Wednesday, May 13th, 2009...12:53 pm
Capturing Uncaught Java Exceptions in a Bash Shell Script
I was burned one to many times by chaining dependent java programs together in a bash script.
By default the java executable will return zero if the program exited manually, and 1 if there was an uncaught RuntimeException.

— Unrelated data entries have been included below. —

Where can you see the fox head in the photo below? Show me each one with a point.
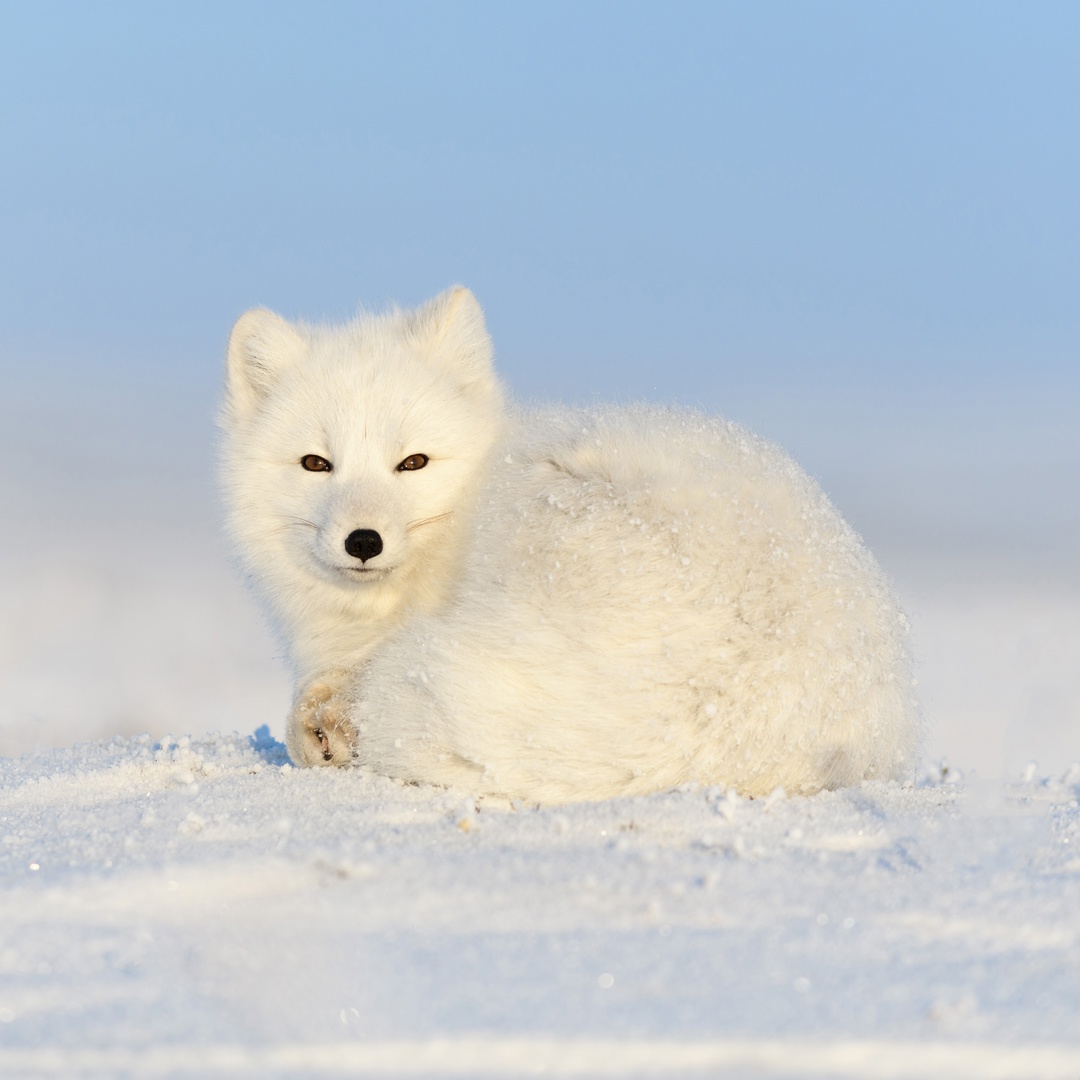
(352, 453)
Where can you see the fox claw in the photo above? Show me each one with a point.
(319, 731)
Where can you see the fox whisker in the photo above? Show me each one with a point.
(427, 521)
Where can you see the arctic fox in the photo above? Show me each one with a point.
(549, 605)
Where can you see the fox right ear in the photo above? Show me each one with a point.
(260, 345)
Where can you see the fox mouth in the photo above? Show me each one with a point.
(367, 572)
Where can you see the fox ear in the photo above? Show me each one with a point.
(451, 325)
(260, 345)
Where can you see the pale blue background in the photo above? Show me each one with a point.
(852, 226)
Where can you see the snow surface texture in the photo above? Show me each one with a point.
(200, 906)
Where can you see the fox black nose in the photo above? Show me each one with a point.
(363, 544)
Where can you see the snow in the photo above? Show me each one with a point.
(172, 903)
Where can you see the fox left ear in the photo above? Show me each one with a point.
(453, 326)
(260, 345)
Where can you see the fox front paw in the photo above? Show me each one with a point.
(319, 731)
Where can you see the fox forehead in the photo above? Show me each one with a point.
(351, 406)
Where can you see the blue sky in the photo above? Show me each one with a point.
(771, 210)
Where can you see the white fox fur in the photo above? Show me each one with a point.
(567, 604)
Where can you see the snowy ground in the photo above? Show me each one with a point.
(192, 905)
(200, 901)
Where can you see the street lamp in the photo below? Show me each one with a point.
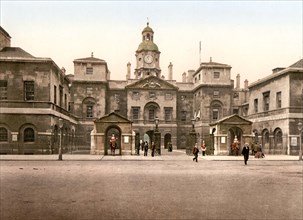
(300, 126)
(193, 124)
(157, 123)
(60, 141)
(157, 136)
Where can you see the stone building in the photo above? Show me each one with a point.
(276, 107)
(36, 96)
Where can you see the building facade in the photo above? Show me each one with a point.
(41, 105)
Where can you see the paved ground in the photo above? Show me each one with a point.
(165, 156)
(150, 188)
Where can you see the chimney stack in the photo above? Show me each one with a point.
(238, 82)
(184, 77)
(190, 75)
(170, 71)
(128, 71)
(246, 84)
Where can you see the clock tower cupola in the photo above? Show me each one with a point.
(147, 55)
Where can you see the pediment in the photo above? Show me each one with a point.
(152, 82)
(113, 117)
(233, 119)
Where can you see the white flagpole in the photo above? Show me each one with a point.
(199, 53)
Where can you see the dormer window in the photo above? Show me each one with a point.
(216, 75)
(89, 70)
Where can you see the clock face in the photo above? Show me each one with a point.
(148, 59)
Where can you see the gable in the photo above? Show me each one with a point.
(233, 120)
(151, 82)
(113, 117)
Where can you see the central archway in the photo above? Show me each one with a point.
(116, 131)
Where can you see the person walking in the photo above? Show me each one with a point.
(203, 148)
(245, 153)
(145, 148)
(153, 147)
(195, 152)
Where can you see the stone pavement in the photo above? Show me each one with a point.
(166, 156)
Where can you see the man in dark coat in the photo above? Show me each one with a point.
(245, 153)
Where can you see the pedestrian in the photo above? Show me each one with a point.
(142, 145)
(203, 148)
(153, 147)
(245, 153)
(145, 148)
(138, 148)
(195, 152)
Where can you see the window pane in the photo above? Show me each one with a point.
(29, 135)
(89, 111)
(89, 70)
(151, 115)
(3, 135)
(3, 89)
(29, 90)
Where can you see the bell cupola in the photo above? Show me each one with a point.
(147, 55)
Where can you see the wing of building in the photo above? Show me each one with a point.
(43, 107)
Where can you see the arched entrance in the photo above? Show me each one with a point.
(167, 140)
(112, 130)
(234, 140)
(148, 136)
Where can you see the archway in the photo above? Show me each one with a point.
(167, 140)
(235, 134)
(112, 130)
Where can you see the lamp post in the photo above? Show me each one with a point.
(193, 124)
(157, 123)
(300, 126)
(60, 140)
(157, 135)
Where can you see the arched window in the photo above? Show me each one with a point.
(3, 134)
(265, 137)
(216, 111)
(89, 107)
(29, 135)
(278, 136)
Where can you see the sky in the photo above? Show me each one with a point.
(253, 37)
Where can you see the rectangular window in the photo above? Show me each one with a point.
(168, 96)
(29, 90)
(65, 101)
(266, 101)
(216, 75)
(279, 100)
(89, 91)
(168, 114)
(89, 111)
(151, 114)
(256, 105)
(216, 93)
(135, 113)
(60, 96)
(55, 94)
(3, 89)
(183, 115)
(215, 114)
(89, 70)
(152, 95)
(135, 96)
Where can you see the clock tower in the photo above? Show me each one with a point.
(147, 55)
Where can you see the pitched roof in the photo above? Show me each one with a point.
(235, 118)
(90, 59)
(14, 52)
(3, 31)
(298, 64)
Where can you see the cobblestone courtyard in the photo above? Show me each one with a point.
(151, 190)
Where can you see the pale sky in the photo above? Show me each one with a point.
(253, 37)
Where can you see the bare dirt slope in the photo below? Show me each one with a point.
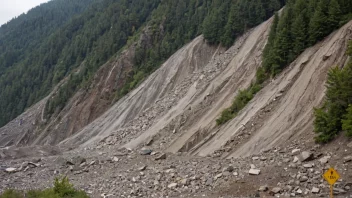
(160, 94)
(284, 108)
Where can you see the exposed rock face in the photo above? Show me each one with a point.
(176, 107)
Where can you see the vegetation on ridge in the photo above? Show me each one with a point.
(62, 189)
(301, 24)
(336, 113)
(77, 47)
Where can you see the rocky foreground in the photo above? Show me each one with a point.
(293, 171)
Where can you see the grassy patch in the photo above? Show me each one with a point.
(62, 189)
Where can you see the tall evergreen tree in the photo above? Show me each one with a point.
(319, 22)
(334, 14)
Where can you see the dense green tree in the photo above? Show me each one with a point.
(334, 14)
(318, 27)
(335, 115)
(72, 39)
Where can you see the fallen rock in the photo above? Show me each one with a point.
(184, 182)
(299, 191)
(275, 190)
(254, 172)
(308, 165)
(349, 145)
(305, 156)
(315, 190)
(145, 151)
(228, 169)
(172, 185)
(255, 158)
(142, 168)
(218, 176)
(78, 160)
(295, 159)
(209, 182)
(263, 188)
(339, 191)
(295, 151)
(347, 159)
(161, 157)
(303, 179)
(324, 160)
(149, 141)
(11, 170)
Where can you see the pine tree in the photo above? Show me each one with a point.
(318, 24)
(299, 32)
(334, 15)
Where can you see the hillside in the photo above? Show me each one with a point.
(202, 98)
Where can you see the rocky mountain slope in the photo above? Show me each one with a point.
(174, 111)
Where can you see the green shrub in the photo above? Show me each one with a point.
(62, 189)
(10, 193)
(347, 122)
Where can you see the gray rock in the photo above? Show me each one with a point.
(209, 182)
(299, 191)
(218, 176)
(295, 151)
(254, 172)
(263, 188)
(276, 190)
(229, 169)
(263, 158)
(78, 160)
(11, 170)
(184, 182)
(172, 185)
(339, 190)
(315, 190)
(305, 156)
(142, 168)
(347, 159)
(308, 165)
(149, 142)
(161, 157)
(349, 145)
(303, 179)
(145, 151)
(324, 160)
(295, 159)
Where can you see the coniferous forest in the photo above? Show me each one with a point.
(87, 34)
(300, 25)
(72, 39)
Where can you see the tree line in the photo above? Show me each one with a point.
(301, 24)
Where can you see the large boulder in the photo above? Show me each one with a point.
(305, 156)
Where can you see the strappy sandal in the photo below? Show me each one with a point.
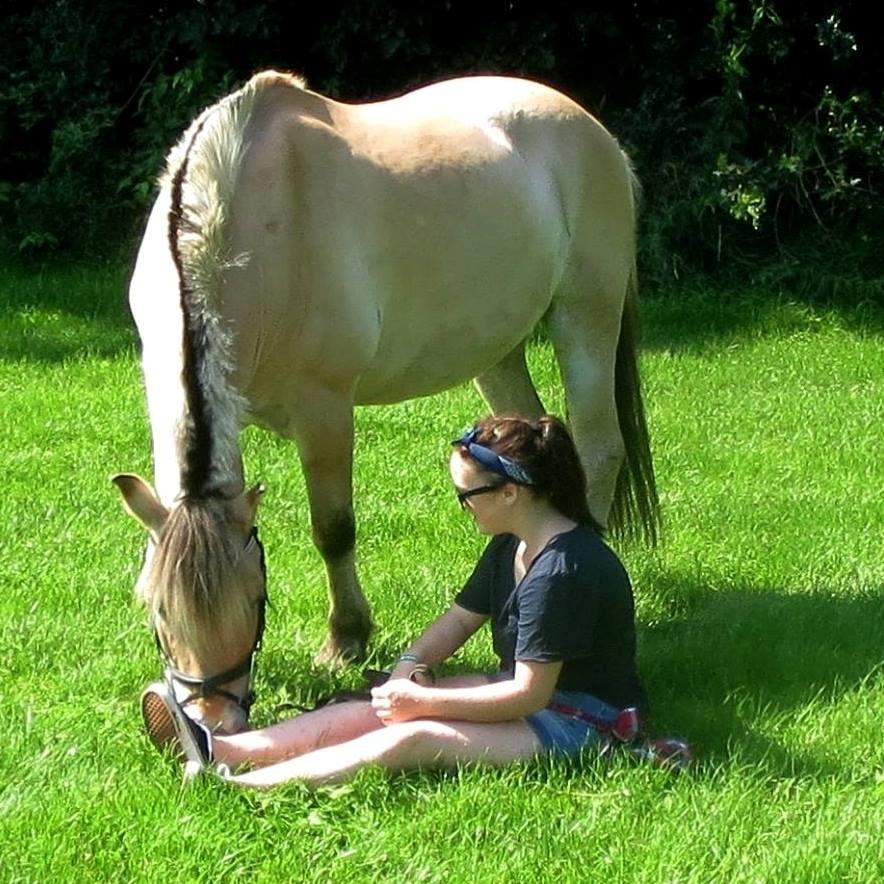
(171, 729)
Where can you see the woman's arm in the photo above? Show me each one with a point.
(528, 691)
(439, 640)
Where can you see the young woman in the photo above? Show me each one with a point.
(560, 607)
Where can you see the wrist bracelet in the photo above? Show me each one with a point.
(425, 671)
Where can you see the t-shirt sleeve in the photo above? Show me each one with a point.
(477, 592)
(557, 617)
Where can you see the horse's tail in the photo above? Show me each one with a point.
(635, 510)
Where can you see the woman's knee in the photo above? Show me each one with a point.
(420, 742)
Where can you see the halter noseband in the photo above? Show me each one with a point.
(211, 685)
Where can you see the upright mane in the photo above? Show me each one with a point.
(201, 173)
(193, 579)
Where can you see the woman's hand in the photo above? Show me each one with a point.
(399, 700)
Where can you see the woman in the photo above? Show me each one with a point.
(562, 621)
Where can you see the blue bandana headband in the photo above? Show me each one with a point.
(491, 460)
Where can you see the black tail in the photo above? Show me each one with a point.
(635, 511)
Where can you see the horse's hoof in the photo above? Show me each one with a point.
(338, 652)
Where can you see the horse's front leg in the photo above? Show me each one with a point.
(324, 433)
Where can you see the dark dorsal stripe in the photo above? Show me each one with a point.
(198, 437)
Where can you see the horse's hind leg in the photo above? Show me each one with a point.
(324, 433)
(507, 387)
(584, 326)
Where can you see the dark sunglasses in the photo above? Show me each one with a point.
(464, 496)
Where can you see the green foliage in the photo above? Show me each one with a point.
(751, 122)
(760, 618)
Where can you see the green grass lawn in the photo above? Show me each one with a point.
(761, 620)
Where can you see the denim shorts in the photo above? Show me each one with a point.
(563, 734)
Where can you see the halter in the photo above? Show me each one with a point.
(207, 686)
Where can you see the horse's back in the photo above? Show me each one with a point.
(403, 246)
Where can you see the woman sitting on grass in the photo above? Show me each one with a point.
(562, 621)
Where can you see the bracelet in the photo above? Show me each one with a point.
(425, 671)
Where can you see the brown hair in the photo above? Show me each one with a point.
(545, 450)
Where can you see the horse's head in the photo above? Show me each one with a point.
(204, 585)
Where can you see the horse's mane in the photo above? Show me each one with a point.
(201, 175)
(193, 578)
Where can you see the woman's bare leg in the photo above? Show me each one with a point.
(337, 723)
(405, 746)
(333, 724)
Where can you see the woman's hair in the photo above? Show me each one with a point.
(545, 450)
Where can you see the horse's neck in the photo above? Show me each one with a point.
(167, 405)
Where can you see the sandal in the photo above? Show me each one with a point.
(171, 729)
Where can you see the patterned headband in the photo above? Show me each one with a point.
(491, 460)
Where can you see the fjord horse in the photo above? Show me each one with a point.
(304, 256)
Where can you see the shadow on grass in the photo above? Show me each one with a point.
(50, 316)
(701, 317)
(731, 657)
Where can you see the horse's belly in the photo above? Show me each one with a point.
(446, 348)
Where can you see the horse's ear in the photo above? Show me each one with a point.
(141, 501)
(245, 507)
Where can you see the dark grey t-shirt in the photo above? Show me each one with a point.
(575, 604)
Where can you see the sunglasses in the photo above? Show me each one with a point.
(464, 496)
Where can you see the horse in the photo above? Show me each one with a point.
(304, 256)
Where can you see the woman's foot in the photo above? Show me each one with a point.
(170, 729)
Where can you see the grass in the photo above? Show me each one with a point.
(761, 620)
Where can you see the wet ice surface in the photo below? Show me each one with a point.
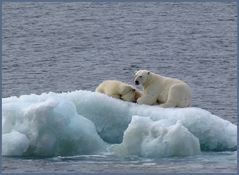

Let's say test.sh runs a java program, we want to run it 3 times, but if it fails during any of the runs we want to abort our run.
java Test
exitval=$?
echo "exit val: ${exitval}"
exit $exitval
Then in our shell script to run test.sh each time we'd do something like this.
./test.sh
step1=$?
if [ $step1 -eq "0" ] ; then
./test.sh
step2=$?
if [ $step2 -eq "0" ] ; then
./test.sh
step3=$?
if [ $step3 -eq "0" ] ; then
echo "Finished successfully."
else
echo "Step 3 failed."
fi
else
echo "Step 2 failed with ${step2}"
fi
else
echo "Step 1 Failed. with ${step1}"
fi
To test my script I made a little java class that will error out half the time that looks like this:
public class Test
{
public static void main(String[] args)
{
Random gen = new Random();
if(gen.nextInt(2)> 0)
{
System.out.println("I Win!");
}
else
{
throw new RuntimeException("I Fail!");
}
}
}







4 Comments
October 29th, 2009 at 3:51 pm
"Мне нравятся Ваши посты"
January 20th, 2010 at 11:45 am
Your my hero!
March 4th, 2010 at 2:37 pm
That's cool... I needed that about a year ago!
September 1st, 2010 at 8:42 am
This has definitely sparked up an idea in my mind. This really is a amazing weblog article.